It’s time for our voices to be heard. The president is offering five office hours this month. With a time limit of 15 minutes per meeting, 20 of us will get a chance to have our voices heard. That’s a whopping 0.3 percent of the student population. We can vote for president and fight in a war, but we can’t have a real say in how Bemidji State University spends our money?
However, we shouldn’t be upset about the lack of face to face interaction with the people who are determining the way in which our tuition dollars are spent. We have already received representation in the form of the 14 students selected to be a part of the President’s Student Commission, nominated by faculty and staff.

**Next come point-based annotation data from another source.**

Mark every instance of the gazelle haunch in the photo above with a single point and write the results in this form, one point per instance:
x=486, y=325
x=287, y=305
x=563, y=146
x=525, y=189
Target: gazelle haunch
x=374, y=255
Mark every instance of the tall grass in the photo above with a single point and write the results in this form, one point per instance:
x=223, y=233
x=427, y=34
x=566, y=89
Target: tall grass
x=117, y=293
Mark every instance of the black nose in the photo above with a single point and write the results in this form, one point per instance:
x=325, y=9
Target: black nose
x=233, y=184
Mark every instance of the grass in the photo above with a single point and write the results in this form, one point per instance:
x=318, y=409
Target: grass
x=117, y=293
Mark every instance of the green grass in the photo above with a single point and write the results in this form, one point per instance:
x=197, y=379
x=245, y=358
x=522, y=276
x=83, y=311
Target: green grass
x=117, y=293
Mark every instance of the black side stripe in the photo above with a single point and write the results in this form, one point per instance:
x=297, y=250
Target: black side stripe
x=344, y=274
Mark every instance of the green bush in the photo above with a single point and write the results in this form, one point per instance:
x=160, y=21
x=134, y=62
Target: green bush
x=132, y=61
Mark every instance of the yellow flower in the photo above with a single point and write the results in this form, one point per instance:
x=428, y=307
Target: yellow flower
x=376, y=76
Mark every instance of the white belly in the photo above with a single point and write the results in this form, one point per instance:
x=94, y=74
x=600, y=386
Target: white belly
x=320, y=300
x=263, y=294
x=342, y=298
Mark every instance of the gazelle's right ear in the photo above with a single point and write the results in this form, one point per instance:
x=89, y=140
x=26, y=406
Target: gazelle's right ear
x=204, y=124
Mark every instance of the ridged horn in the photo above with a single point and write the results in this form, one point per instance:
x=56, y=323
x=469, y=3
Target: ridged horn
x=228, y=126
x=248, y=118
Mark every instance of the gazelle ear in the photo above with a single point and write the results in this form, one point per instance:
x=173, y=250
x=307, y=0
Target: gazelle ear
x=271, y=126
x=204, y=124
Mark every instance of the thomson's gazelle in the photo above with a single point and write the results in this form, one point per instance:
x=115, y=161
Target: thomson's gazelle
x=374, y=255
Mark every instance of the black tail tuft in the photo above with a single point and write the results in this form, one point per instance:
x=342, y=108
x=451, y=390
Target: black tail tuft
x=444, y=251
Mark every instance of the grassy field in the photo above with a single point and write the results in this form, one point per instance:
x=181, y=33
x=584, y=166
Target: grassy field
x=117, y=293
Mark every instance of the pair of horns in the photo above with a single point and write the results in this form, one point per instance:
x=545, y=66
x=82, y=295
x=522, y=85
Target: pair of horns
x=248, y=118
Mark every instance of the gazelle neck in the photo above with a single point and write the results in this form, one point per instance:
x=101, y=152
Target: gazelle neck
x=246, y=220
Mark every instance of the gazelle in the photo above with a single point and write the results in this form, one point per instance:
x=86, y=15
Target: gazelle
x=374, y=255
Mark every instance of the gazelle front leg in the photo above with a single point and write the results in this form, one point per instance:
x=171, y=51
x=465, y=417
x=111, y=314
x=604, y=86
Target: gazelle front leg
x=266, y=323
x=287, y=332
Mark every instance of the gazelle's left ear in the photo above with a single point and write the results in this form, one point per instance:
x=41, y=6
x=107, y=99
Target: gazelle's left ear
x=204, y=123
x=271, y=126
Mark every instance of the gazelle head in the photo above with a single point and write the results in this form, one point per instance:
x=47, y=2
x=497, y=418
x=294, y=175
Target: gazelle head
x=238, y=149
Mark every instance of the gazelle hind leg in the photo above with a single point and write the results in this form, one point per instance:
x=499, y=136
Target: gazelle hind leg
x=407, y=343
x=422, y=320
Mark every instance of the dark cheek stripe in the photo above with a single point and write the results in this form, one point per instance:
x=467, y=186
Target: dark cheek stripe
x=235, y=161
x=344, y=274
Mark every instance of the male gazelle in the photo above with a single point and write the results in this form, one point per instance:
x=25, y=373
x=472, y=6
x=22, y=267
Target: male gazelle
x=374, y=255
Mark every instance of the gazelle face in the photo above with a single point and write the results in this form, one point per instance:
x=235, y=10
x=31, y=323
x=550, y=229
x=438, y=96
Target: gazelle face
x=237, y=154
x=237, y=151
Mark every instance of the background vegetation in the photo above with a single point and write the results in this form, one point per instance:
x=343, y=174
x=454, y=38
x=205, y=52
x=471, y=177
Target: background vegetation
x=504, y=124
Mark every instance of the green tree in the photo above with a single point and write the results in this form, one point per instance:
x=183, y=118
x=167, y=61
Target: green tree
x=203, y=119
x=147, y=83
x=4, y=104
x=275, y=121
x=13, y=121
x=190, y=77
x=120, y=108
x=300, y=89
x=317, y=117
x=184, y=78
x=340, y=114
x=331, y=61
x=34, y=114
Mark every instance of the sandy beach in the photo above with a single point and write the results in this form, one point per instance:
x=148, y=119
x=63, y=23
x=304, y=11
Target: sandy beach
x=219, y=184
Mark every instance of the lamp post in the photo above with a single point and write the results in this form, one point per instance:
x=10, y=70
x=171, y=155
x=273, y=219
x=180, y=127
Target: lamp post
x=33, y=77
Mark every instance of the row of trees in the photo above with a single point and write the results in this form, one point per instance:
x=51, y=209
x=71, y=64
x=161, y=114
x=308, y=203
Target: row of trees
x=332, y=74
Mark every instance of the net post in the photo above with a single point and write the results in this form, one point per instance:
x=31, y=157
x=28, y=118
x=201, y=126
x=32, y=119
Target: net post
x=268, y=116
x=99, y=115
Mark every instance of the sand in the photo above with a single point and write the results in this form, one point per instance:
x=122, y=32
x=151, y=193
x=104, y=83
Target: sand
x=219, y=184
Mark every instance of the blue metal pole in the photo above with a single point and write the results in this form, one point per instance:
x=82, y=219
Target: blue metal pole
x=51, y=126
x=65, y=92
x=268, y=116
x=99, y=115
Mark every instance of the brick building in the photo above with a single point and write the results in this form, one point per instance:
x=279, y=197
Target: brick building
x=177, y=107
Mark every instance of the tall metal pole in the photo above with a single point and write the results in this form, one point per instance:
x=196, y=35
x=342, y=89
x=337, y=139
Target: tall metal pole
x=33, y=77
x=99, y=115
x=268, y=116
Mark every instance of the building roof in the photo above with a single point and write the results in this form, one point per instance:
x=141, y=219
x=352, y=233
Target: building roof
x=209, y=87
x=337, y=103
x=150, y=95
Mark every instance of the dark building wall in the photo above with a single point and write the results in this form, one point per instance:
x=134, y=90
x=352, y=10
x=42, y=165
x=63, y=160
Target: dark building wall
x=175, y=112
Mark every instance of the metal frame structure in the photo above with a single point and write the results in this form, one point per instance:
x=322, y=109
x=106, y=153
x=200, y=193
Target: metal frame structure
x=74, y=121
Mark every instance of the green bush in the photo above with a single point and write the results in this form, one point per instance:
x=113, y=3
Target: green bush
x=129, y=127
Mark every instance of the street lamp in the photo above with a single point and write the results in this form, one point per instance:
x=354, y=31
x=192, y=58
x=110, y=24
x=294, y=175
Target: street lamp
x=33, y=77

In addition, the administration was careful to consider “a full range of data,” “demographic shifts affecting our region,” and was “keenly mindful of the impact decisions would have on students.” What more do we need to hear? Although professors have been cut and students are concerned about how they will be able to finish, say, a BFA in art without art history, they don’t need to worry. We’ve been assured that everything will be fine. Those making the cuts don’t
need to develop plans to ensure graduation; the university has to teach everyone out to remain accredited, so the deans can figure it all out. We should feel comforted.
In addition, these cuts will be good for the university in the long term. They’re going to increase retention, since students have been leaving the university because they’re upset about having too many professors and a track team. When asked why 70 percent of the cuts were from academics the president said that’s where the resources are. Well, I should hope so. This is a university. The resources should be in academics and that’s where they should stay.
We are not data. We are not demographics. We are people, and no set of numbers and statistics can represent what we want and need from a university. Write e-mails. Write letters. Tell the president and the vice presidents who you are and what’s important to you. We need to
talk to administration. We need to talk to faculty. We need to talk to the community. We need to talk to each other. It’s time to express our opinions in a meaningful way.
A university is not a mall food court. If one part of it isn’t performing economically that doesn’t mean it should be cut out. We all rely on each other and our disciplines interact and build each other up. When we cut math, it hurts our sciences. When we cut history and English it takes away our ability to contextualize and understand in other disciplines. When we cut our track team we don’t just lose athletes, we lose valuable students who will bring pride to our university both while they’re here and after they graduate and enter the job market.
When we lose visual arts, music, and theater, we lose strong ties to the community. The arts enrich the community, and through them the community supports the university. But they don’t produce guaranteed employment, so what value are they?
When our academic futures depends only on the “sustainability, innovativeness, and distinctiveness” of our programs, when it depends only on the employability statistics of our majors, we are reduced from human beings to products produced by the university to be purchased by government and industry. Despite the university’s need for money, higher education can’t be run like a business without devaluing the basic ideals it stands for.
More than anything, though, we need to talk to the people who put our school in this budget crisis, the state legislature. Public funding for state universities is what allows us, the working and middle classes, to compete educationally with those wealthy enough to afford private education. The cutting of funding can only result in the cheapening of our educations or an increase in the already massive debt many, if not most of us, will be saddled with when we leave this university.
Maybe there is still something we can do about these cuts, maybe not, but unless we change the policy the state is taking toward education there will be more cuts in the future, and our little brothers and sisters, our younger cousins, and even our children might find higher
education beyond their reach.
I’ll end by imploring you, once more, to start making your voice heard. Write your congressman, e-mail Dr. Hanson, talk to people in your dormitory, call alumni you know, and tell your friends and employers in the community. Don’t let them patronize us and treat us like children. We are adults and we know what’s best for us.